I’m trying to use traefik with docker swarm but i’m having troubles during service updates. I run a stack deploy or service update the service goes down for some seconds
How to reproduce:
1 - Create a Dockerfile:
FROM jwilder/whoami
RUN echo $(date) > daniel.txt
2 - Build 2 demo images:
$ docker build -t whoami:01 .
$ docker build -t whoami:02 .
3 - Create a docker-compose.yml:
version: '3.5'
services:
app:
image: whoami:01
ports:
- 81:8000
deploy:
replicas: 2
restart_policy:
condition: on-failure
update_config:
parallelism: 1
failure_action: rollback
labels:
- traefik.enable=true
- traefik.backend=app
- traefik.frontend.rule=Host:localhost
- traefik.port=8000
- traefik.docker.network=web
networks:
- web
reverse-proxy:
image: traefik
command:
- "--api"
- "--docker"
- "--docker.swarmMode"
- "--docker.domain=localhost"
- "--docker.watch"
- "--docker.exposedbydefault=false"
- "--docker.network=web"
deploy:
replicas: 1
restart_policy:
condition: on-failure
update_config:
parallelism: 1
failure_action: rollback
placement:
constraints:
- node.role == manager
networks:
- web
ports:
- 80:80
- 8080:8080
volumes:
- /var/run/docker.sock:/var/run/docker.sock
networks:
web:
external: true
4 - Deploy the stack:
$ docker stack deploy -c docker-compose.yml stack_name
5 - Curl to get the service response:
$ while true ; do sleep .1; curl localhost; done
You should see something like this:
I'm adc1473258e9
I'm bc82ea92b560
I'm adc1473258e9
I'm bc82ea92b560
That means the load balance is working
6 - Update the service
$ docker service update --image whoami:02 got_app
The traefik respond with Bad Gateway when should be zero downtime.
How to fix it?
Bad gateway means traefik is configured to forward requests, but it's not able to reach the container on the ip and port that it's configured to use. Common issues causing this are:
traefik and the service on different docker networks
service exists in multiple networks and traefik picks the wrong one
wrong port being used to connect to the container (use the container port and make sure it's listening on all interfaces, aka 0.0.0.0)

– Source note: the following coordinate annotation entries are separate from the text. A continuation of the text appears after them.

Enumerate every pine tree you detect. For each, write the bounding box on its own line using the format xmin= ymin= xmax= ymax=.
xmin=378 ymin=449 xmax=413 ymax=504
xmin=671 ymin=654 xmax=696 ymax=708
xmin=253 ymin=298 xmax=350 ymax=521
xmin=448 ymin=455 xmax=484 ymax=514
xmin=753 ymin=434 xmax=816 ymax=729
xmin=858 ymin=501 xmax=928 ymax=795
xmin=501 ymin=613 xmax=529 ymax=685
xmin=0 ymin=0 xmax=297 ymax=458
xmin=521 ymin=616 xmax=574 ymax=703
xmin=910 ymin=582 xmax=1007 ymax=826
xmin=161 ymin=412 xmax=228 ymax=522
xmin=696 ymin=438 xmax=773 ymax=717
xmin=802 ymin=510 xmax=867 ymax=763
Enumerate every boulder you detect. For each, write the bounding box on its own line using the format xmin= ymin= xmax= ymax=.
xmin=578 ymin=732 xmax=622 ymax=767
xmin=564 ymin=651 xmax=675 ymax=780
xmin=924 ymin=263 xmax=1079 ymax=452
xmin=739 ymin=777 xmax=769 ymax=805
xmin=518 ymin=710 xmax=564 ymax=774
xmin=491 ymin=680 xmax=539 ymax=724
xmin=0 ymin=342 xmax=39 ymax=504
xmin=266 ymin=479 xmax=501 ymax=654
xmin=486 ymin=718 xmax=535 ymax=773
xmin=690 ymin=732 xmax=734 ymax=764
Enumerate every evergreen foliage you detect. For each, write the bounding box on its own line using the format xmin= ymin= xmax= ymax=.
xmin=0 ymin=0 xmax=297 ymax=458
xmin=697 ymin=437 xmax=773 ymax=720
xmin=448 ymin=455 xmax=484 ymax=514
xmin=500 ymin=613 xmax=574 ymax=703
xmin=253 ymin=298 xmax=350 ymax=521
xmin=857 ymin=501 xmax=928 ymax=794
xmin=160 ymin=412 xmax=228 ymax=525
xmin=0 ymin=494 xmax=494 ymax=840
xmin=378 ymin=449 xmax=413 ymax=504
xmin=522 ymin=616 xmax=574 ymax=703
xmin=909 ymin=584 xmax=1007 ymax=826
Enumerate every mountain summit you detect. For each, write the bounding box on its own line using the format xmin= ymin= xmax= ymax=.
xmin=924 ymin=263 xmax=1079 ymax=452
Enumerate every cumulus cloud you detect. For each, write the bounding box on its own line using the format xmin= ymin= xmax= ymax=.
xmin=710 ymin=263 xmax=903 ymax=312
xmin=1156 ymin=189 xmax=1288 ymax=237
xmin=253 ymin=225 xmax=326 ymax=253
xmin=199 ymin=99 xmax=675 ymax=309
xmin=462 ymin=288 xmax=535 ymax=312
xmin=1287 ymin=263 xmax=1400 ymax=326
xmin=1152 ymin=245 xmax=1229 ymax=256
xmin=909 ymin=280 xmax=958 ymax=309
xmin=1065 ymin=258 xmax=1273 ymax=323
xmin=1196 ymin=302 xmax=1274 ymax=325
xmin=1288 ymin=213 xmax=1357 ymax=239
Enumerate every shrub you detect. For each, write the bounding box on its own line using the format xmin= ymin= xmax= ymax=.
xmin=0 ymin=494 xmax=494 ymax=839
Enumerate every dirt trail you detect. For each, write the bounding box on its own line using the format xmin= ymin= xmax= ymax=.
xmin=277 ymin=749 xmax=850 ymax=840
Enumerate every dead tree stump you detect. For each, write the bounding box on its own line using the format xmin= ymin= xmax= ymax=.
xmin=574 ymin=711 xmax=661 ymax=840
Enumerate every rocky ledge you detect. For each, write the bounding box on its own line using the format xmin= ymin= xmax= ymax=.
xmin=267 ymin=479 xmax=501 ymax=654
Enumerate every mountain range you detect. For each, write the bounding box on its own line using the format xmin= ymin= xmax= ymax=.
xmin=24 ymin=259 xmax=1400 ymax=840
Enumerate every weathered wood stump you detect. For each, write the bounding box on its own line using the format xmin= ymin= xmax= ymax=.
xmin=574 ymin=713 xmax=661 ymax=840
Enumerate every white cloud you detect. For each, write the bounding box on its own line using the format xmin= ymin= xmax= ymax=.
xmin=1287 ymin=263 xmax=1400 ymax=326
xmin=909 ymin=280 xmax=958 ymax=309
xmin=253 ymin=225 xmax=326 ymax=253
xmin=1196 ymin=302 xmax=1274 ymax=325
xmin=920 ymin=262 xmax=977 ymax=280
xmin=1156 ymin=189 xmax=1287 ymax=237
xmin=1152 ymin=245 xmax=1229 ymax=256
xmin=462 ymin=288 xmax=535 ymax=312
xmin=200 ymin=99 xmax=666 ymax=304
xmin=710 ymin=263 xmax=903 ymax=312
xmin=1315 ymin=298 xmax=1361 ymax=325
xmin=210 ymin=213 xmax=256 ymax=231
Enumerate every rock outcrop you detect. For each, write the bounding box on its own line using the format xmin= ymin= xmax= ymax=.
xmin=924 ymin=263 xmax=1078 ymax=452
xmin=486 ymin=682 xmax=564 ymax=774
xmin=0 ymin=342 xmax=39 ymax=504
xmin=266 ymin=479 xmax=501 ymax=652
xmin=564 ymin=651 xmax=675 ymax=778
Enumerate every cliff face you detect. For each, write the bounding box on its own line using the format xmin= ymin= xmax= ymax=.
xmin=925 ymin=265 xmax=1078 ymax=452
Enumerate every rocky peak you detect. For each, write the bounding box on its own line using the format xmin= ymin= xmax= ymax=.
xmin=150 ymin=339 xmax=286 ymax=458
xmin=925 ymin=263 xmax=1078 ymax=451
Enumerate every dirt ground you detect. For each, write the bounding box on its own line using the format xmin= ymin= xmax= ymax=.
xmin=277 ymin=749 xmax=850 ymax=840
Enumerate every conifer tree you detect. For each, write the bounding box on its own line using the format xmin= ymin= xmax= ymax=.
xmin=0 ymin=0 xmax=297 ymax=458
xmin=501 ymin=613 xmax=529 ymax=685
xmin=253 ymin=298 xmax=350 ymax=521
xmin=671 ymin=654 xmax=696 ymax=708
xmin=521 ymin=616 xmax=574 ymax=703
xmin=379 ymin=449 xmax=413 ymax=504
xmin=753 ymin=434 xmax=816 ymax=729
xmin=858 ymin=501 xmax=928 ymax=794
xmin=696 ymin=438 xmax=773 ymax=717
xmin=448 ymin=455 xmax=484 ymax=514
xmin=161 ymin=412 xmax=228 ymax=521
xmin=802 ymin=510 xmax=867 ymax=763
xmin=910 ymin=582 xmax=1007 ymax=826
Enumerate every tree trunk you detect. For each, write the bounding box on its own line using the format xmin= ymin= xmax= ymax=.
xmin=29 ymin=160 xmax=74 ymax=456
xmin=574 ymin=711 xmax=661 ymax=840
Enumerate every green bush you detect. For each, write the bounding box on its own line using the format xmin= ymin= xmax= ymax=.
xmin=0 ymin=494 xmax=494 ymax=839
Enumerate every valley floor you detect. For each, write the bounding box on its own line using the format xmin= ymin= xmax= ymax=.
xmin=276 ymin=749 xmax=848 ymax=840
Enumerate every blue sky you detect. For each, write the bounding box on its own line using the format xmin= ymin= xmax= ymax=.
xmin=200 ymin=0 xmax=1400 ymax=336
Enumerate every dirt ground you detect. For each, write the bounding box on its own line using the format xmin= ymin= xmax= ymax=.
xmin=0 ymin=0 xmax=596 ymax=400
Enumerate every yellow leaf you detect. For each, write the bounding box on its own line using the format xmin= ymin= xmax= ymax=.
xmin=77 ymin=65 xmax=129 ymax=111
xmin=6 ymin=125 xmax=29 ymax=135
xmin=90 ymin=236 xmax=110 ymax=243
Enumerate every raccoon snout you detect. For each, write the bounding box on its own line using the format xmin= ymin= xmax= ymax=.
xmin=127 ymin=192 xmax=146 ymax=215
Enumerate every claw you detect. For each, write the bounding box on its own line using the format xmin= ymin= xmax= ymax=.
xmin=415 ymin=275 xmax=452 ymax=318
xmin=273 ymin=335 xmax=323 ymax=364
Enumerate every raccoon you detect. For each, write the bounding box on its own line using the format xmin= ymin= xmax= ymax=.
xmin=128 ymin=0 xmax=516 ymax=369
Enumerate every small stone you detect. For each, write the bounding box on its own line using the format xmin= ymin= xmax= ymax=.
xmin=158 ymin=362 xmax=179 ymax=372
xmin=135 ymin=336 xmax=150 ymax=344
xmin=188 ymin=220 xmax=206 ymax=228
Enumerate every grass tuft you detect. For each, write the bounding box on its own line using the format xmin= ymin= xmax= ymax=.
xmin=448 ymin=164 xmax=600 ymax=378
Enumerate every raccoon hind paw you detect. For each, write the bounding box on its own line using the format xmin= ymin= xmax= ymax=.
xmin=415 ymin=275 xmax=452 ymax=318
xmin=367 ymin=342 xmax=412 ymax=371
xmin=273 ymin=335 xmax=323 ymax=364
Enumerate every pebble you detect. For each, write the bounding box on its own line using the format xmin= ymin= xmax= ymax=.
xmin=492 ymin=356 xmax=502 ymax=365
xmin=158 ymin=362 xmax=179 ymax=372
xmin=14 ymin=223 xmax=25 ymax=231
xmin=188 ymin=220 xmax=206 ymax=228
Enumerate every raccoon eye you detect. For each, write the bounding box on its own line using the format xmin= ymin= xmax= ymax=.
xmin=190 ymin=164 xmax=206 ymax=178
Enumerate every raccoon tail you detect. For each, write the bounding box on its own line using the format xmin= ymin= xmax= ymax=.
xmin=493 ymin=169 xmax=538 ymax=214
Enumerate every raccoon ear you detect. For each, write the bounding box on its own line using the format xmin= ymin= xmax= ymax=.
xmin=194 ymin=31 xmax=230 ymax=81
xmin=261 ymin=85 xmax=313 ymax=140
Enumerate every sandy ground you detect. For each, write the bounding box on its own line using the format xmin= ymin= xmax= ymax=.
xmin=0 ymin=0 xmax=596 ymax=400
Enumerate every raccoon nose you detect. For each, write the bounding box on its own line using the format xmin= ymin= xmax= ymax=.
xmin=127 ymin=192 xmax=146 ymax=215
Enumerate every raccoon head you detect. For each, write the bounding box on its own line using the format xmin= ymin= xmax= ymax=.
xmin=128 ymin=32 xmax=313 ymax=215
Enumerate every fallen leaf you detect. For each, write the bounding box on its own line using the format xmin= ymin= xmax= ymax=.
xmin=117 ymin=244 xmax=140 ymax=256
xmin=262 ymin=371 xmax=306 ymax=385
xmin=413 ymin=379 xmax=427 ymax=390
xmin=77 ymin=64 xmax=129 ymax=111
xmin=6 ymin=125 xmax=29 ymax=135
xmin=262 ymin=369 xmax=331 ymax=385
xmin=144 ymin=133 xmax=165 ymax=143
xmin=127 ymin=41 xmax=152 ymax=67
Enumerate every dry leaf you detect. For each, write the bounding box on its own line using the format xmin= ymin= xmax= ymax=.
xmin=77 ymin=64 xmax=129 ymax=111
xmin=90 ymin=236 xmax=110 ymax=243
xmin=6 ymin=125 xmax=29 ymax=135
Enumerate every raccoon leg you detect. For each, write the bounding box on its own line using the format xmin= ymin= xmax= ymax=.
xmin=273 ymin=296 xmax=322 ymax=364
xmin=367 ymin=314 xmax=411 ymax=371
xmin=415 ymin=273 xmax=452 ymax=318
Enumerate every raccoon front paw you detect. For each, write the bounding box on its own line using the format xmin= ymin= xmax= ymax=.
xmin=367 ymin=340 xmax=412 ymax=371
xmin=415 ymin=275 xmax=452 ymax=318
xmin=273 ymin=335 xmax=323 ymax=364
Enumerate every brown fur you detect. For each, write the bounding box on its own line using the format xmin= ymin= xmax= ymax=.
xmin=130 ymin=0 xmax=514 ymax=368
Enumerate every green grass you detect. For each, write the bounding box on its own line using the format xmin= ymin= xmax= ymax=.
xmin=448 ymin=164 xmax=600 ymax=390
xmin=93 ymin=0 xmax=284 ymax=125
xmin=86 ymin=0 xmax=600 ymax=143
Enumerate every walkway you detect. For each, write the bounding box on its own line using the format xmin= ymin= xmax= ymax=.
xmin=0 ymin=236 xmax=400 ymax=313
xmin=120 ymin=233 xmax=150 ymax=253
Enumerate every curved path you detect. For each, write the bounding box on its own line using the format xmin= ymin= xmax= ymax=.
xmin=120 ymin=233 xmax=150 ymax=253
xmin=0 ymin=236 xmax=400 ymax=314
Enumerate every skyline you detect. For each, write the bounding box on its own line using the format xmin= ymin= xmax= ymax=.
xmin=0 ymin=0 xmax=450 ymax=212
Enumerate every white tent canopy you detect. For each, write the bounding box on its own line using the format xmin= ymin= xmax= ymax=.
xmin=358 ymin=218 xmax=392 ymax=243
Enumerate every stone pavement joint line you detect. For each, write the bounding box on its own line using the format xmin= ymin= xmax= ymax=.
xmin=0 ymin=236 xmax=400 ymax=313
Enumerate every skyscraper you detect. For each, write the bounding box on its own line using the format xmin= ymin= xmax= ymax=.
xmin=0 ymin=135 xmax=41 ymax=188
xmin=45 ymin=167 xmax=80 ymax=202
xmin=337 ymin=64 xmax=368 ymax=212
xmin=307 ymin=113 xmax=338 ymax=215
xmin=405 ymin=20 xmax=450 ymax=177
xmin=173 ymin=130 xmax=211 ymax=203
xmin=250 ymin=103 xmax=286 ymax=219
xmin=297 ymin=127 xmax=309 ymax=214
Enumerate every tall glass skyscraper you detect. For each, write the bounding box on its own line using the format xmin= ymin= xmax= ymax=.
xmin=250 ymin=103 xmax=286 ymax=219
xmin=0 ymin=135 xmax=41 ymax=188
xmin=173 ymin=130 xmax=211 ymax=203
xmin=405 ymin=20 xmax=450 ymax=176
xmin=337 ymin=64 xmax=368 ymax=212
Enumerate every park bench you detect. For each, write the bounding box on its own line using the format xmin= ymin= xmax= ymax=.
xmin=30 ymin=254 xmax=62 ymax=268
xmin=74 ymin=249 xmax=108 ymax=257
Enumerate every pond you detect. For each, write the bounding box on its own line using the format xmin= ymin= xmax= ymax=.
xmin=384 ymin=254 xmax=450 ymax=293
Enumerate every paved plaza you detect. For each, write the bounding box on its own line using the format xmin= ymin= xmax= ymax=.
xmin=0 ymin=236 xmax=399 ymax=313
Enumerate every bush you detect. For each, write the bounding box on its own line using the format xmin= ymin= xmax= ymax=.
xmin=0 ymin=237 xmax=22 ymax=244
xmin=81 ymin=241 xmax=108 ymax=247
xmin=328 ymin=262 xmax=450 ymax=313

From the comments, this is only happening during the deploy, which means traefik is hitting containers before they are ready to receive requests, or while they are being stopped.
You can configure containers with a healthcheck and send request through swarm mode's VIP using a Dockerfile that looks like:
FROM jwilder/whoami
RUN echo $(date) >/build-date.txt
HEALTHCHECK --start-period=30s --retries=1 CMD wget -O - -q http://localhost:8000
And then in the docker-compose.yml:
labels:
- traefik.enable=true
- traefik.backend=app
- traefik.backend.loadbalancer.swarm=true
...
And I would also configure the traefik service with the following options:
- "--retry.attempts=2"
- "--forwardingTimeouts.dialTimeout=1s"
However, traefik will keep a connection open and the VIP will continue to send all requests to the same backend container over that same connection. What you can do instead is have traefik itself perform the healthcheck:
labels:
- traefik.enable=true
- traefik.backend=app
- traefik.backend.healthcheck.path=/
...
I would still leave the healthcheck on the container itself so Docker gives the container time to start before stopping the other container. And leave the retry option on the traefik service so any request to a stopping container, or just one that hasn't been detected by the healthcheck, has a chance to try try again.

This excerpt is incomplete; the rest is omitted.